Foekler, M. and Deutschgerger, P. Growth oriented supervision. Public Welfare, July. 1970.
Germain, C. An ecological perspective in casework practice. Social Work, June. 1973.
__________, and Gitterman, A. The life model of social work practice. New York: Columbia University Press. 1980.
Glasser, P. and Garvin, C. Social groupwork: the organizational and environmental approach. In Encyclopedia of Social Work, Vol. 2. Washington: NASW. 1977.
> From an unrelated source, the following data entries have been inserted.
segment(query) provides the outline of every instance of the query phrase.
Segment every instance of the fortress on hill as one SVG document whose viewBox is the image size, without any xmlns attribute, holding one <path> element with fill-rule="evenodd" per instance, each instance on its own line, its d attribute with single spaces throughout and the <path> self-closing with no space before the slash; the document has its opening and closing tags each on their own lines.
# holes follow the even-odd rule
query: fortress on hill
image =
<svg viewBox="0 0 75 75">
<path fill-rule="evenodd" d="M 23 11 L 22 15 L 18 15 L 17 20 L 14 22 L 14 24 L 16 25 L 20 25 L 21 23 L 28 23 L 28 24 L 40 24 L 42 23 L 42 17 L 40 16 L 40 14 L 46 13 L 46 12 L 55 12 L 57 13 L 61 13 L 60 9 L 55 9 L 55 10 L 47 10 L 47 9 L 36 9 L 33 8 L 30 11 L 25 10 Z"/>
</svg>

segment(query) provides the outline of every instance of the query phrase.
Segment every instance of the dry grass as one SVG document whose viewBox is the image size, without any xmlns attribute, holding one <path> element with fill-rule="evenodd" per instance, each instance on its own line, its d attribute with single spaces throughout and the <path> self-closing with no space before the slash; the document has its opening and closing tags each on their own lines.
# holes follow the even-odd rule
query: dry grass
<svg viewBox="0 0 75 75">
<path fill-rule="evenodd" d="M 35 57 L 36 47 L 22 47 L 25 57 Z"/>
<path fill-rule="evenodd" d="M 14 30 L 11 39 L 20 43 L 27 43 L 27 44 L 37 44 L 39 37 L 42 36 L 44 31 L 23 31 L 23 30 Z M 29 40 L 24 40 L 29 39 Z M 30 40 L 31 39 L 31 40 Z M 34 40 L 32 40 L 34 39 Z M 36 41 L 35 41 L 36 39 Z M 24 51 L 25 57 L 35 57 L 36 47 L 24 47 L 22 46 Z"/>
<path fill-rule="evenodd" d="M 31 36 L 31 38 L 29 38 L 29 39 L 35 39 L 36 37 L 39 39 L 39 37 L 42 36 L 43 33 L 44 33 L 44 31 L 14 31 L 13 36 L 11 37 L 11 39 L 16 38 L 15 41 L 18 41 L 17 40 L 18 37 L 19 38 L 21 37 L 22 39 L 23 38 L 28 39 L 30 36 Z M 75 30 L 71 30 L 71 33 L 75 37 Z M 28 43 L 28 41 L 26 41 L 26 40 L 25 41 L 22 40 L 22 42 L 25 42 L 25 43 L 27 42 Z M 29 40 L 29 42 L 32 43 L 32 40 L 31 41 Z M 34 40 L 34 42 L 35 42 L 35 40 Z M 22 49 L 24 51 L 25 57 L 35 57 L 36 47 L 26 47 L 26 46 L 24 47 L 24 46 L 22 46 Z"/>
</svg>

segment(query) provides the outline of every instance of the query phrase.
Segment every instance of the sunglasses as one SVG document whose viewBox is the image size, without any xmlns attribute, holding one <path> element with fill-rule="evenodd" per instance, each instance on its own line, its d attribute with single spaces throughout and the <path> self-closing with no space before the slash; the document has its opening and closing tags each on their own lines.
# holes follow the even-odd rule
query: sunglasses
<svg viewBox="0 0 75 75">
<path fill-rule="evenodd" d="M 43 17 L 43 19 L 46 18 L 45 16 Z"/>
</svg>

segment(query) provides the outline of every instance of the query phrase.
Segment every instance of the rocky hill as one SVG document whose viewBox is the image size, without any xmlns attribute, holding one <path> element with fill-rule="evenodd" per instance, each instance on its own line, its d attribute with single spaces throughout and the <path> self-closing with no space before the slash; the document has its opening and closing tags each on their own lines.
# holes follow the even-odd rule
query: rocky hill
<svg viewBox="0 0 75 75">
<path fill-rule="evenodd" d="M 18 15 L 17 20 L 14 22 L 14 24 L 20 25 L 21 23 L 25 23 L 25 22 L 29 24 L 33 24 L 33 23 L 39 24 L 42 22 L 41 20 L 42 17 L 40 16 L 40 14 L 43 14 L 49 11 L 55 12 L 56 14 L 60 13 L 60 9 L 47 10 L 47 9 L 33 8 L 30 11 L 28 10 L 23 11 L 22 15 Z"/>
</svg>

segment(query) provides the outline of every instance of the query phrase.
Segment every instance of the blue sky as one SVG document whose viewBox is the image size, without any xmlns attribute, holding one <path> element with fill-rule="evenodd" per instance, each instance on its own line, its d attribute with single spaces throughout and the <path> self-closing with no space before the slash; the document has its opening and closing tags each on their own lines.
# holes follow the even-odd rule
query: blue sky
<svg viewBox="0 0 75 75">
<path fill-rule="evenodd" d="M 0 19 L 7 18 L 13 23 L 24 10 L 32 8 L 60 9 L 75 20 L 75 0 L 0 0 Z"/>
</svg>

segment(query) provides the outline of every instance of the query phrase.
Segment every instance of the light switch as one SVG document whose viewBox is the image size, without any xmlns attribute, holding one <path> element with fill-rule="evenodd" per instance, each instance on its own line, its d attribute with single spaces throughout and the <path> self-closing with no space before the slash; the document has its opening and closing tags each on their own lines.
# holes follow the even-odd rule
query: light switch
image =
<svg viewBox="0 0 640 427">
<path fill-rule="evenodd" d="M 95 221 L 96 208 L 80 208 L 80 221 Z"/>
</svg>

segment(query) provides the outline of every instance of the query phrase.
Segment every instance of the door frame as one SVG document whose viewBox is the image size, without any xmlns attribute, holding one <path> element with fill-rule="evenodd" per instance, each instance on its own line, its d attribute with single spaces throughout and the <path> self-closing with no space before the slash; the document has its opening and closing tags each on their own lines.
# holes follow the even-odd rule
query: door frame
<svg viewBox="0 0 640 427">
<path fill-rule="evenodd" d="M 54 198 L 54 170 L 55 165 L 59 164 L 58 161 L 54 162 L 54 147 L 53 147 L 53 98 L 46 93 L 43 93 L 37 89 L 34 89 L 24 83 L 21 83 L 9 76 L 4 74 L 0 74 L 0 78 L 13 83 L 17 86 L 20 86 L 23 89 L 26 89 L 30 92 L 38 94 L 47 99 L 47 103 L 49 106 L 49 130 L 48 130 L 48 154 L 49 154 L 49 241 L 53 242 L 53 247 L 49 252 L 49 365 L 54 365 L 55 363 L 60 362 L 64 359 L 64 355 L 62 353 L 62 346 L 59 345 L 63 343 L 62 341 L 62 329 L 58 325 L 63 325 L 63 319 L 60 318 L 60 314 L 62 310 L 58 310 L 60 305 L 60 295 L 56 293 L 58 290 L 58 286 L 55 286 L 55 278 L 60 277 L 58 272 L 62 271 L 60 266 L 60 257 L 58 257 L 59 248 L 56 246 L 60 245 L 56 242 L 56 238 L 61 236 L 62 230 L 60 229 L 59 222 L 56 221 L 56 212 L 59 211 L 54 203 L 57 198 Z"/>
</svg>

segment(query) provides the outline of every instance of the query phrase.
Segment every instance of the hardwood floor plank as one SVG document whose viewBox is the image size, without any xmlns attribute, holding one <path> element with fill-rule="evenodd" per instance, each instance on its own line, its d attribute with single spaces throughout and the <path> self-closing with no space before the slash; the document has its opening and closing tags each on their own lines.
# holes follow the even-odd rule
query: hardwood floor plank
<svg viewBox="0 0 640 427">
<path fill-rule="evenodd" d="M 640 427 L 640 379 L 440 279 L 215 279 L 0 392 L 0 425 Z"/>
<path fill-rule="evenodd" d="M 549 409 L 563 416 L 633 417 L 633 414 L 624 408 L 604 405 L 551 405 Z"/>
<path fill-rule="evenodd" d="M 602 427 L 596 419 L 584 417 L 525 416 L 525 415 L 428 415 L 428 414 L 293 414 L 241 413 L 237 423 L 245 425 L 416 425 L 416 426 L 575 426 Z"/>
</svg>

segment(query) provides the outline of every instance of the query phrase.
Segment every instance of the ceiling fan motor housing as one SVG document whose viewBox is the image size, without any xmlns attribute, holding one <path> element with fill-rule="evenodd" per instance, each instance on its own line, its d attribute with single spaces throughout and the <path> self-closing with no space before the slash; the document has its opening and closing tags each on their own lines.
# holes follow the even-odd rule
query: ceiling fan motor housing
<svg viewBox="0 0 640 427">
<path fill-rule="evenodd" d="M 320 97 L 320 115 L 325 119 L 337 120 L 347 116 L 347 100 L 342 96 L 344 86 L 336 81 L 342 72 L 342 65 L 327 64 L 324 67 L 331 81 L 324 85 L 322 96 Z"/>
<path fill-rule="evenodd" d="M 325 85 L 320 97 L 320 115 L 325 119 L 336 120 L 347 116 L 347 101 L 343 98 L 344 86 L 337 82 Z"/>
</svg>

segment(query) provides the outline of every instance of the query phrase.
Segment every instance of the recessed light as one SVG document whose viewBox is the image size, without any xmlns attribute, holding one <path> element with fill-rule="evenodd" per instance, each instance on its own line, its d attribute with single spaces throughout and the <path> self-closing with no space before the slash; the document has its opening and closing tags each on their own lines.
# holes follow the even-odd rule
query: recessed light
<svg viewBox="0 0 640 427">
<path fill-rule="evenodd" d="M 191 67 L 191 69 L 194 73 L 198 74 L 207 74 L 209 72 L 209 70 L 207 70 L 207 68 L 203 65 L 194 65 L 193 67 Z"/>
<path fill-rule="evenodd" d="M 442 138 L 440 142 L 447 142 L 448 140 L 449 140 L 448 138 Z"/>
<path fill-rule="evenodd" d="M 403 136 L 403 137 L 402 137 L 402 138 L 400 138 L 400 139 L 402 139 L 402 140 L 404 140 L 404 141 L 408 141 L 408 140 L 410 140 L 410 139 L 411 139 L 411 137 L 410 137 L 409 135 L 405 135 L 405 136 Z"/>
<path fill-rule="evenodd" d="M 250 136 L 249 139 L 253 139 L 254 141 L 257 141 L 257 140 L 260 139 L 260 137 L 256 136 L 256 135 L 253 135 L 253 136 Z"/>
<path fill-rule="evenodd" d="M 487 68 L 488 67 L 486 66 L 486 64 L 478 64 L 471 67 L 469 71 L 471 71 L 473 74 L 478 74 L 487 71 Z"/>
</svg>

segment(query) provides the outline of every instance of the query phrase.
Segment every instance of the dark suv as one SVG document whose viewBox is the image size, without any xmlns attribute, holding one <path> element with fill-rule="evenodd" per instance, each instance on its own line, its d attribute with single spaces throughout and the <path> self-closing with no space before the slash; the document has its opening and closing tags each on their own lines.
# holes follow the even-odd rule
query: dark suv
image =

Kaduchin, A. Supervision in social work. New York: Columbia University Press. 1980.
Maslach, C. and Kahan, R. Job burnout. Public Welfare. Spring, 1978.
_________ and Pines, A. Characteristics of staff burnout in mental health settings. Hospital and Community Psychiatry, Vol. 29, No 4. 1978.
Miller, I. Supervision in social work. In Encyclopedia of Social Work, Vol. 2. Washington: NASW. 1977.
Reynolds, B. Learning and teaching in the practice of social work. New York: Russel and Russel. 1965.
Schwartz, W. Social groupwork: the interactional approach. In Encyclopedia of Social Work, Vol. 2. Washington: NASW. 1977.
Tropp, E. Social groupwork: the developmental approach. In Encyclopedia of Social Work, Vol. 2. Washington: NASW. 1977.